Overall, the portfolio has a bias towards emerging markets, so I might perhaps try to find holdings that, over time, reduce that exposure. But I'm not sure. You should allocate most of your portfolio to your best ideas. I certainly find the best ones in Indonesia, the Philippines, South Africa, Singapore and Greece. It's difficult to invest in things you don't believe in just for the sake of diversification and managing portfolio risk. However, I do set 'caps' at country level.
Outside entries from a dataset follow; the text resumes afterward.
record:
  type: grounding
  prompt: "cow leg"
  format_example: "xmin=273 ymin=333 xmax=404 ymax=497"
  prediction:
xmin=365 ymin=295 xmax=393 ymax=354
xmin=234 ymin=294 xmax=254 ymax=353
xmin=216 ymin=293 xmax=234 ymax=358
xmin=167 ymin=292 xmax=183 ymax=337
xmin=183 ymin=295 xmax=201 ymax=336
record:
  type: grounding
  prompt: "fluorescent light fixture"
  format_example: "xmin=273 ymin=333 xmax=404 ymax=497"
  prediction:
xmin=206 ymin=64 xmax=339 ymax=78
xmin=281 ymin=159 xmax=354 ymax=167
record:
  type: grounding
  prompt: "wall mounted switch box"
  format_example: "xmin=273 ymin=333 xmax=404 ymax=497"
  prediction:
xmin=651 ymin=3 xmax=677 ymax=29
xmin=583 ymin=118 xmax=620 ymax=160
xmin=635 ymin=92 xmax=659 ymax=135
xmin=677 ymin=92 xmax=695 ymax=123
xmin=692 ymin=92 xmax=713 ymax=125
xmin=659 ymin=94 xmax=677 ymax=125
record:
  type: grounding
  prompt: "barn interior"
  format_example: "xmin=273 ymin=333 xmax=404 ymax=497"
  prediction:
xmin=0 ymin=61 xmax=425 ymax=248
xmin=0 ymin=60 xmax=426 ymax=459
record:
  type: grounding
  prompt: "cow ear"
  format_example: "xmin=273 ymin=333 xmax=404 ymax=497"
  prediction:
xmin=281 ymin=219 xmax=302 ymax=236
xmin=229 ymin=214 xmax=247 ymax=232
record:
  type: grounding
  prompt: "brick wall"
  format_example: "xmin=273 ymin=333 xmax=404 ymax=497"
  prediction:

And Argent Industrial, a significant holding, is essentially a UK company. And I do look at some companies in Japan right now.
I also think the risks are reduced due to the nature of the businesses. Most are non-cyclical; only Argent, Arwana and Ekadharma have cyclical elements, and a large proportion are consumer staples. All companies have very strong balance sheets; the median company has net cash equivalent to 1.5x EBITDA. If you look at the portfolio this way (the picture below), you could argue that the risks are actually low. Valuations are overall low but Karooooo and Century Pacific "distort" the P/E ratio (the only ones above P/E 13).
Another observation is that there is a bit more concentration than before. I decided to do it this way since I am getting to know my holdings better, although I may still miss something. And with higher concentration, it's more important than ever to find ways to reduce the risk of confirmation bias.
What do you think about the portfolio and the changes?